CREATE TABLE IF NOT EXISTS agent_runs (
run_id TEXT PRIMARY KEY,
case_id TEXT,
timestamp TEXT,
judge_score INTEGER,
tool_f1 REAL,
latency_ms REAL,
cost_usd REAL,
total_tokens INTEGER,
error_count INTEGER,
payload JSON
)
""")
conn.commit()
def log_run(metrics: RunMetrics, judge_score: int, tool_f1: float):
conn = sqlite3.connect(DB_PATH)
init_db(conn)
conn.execute(
"""INSERT OR REPLACE INTO agent_runs VALUES (?,?,?,?,?,?,?,?,?,?)""",
(
metrics.run_id,
metrics.case_id,
datetime.utcnow().isoformat(),
judge_score,
tool_f1,
metrics.total_latency_ms,
metrics.estimated_cost_usd,
metrics.total_tokens,
sum(1 for t in metrics.tool_calls if t.error),
json.dumps({"tool_calls": [t.name for t in metrics.tool_calls]}),
),
)
conn.commit()
conn.close()
def weekly_regression_report() -> dict:
"""Compare last 7 days vs prior 7 days."""
conn = sqlite3.connect(DB_PATH)
rows = conn.execute("""
SELECT
AVG(CASE WHEN timestamp >= date('now', '-7 days') THEN judge_score END) AS recent_score,
AVG(CASE WHEN timestamp < date('now', '-7 days')
AND timestamp >= date('now', '-14 days') THEN judge_score END) AS prior_score,
AVG(CASE WHEN timestamp >= date('now', '-7 days') THEN latency_ms END) AS recent_latency,
AVG(CASE WHEN timestamp >= date('now', '-7 days') THEN cost_usd END) AS recent_cost
FROM agent_runs
""").fetchone()
conn.close()
recent, prior, latency, cost = rows
return {
"recent_avg_score": round(recent or 0, 2),
"prior_avg_score": round(prior or 0, 2),
"score_delta": round((recent or 0) - (prior or 0), 2),
"recent_avg_latency_ms": round(latency or 0, 1),
"recent_avg_cost_usd": round(cost or 0, 5),
"regression_detected": (recent or 0) < (prior or 0) - 1.0,
}
Alert on regression_detected: true via your preferred notification channel (Slack webhook, PagerDuty, email).

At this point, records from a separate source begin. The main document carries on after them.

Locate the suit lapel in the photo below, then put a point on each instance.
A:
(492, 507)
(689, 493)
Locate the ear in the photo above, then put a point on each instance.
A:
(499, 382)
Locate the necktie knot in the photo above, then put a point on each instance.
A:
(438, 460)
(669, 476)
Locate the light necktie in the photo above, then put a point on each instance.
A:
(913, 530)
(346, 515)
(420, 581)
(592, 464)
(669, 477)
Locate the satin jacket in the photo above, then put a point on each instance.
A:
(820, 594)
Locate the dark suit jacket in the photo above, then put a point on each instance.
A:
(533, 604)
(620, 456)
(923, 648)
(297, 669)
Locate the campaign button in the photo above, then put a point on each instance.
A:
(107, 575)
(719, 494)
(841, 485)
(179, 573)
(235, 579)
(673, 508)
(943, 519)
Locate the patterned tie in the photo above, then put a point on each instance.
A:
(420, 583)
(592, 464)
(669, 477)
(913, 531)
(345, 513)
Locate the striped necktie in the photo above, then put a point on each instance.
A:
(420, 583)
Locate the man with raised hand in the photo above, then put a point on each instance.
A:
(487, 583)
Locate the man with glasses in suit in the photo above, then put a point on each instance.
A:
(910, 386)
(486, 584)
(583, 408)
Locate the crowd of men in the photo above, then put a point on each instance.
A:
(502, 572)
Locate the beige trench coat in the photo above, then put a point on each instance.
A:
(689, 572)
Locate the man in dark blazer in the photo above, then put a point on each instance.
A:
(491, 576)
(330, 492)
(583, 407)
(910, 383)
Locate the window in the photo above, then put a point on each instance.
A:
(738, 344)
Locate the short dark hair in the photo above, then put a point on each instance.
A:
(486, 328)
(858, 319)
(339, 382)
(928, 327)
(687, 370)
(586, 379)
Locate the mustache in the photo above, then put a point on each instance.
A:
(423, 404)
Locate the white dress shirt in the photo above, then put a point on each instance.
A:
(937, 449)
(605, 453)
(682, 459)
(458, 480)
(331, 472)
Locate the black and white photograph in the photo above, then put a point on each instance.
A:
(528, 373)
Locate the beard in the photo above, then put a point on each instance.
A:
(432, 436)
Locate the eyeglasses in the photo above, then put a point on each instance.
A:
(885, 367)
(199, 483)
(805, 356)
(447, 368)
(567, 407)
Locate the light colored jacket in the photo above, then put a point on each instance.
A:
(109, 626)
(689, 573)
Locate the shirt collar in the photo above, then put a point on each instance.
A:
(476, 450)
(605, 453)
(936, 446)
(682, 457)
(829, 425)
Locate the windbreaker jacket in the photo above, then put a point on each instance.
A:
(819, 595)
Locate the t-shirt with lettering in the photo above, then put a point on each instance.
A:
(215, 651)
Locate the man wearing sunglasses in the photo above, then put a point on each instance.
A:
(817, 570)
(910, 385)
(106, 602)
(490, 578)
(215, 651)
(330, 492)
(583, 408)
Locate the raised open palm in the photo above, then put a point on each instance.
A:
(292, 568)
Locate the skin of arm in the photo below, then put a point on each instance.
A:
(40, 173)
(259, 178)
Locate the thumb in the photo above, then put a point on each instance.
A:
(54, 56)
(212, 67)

A score drop of more than 1 point on a 10-point scale is a meaningful signal worth investigating.
For multi-agent architectures where agents delegate to sub-agents (common in frameworks like those covered in the OpenClaw Multi-Agent System guide), log each sub-agent run separately and roll up to a parent run_id for end-to-end tracing.
Frequently Asked Questions
How many golden dataset cases do I actually need?
Start with 20–30 carefully curated cases covering the core user journeys. Quality matters far more than quantity — 20 well-annotated cases with detailed rubrics will catch more regressions than 200 shallow ones. Expand the dataset when you discover production failure modes your existing cases don’t cover.
Should I use the same model as judge that I’m evaluating?
No — avoid using the model under test as its own judge. Self-evaluation introduces systematic bias toward the model’s own style and reasoning patterns. Use a different frontier model or a different capability tier. If you’re evaluating a Haiku-based agent, use Opus 4.6 as the judge.
How do I handle non-determinism when comparing two agent versions?
Run each case at least 3–5 times per version and compare the mean and standard deviation of scores rather than individual runs. A version with a higher mean and lower variance is strictly better. For A/B testing in production, route a percentage of traffic to each version and run a Mann-Whitney U test on judge scores after collecting ≥100 runs per variant.
What is a realistic pass rate threshold for production release?
This depends heavily on task complexity, but a common threshold structure is: ≥ 80% judge pass rate for baseline release, ≥ 90% for general availability, and a hard stop if tool F1 drops below 0.70 (meaning the agent is calling the wrong tools more than 30% of the time). Set thresholds based on your domain’s risk tolerance, not generic benchmarks.
How do I evaluate cost efficiency, not just correctness?
Track cost per successful task rather than average cost per run. Compute it as: total_cost_usd / (total_runs * judge_pass_rate). This single number captures both the raw API cost and the waste from failed runs — an agent that’s cheap per call but only passes 50% of cases is more expensive than one that costs twice as much per call but passes 95%.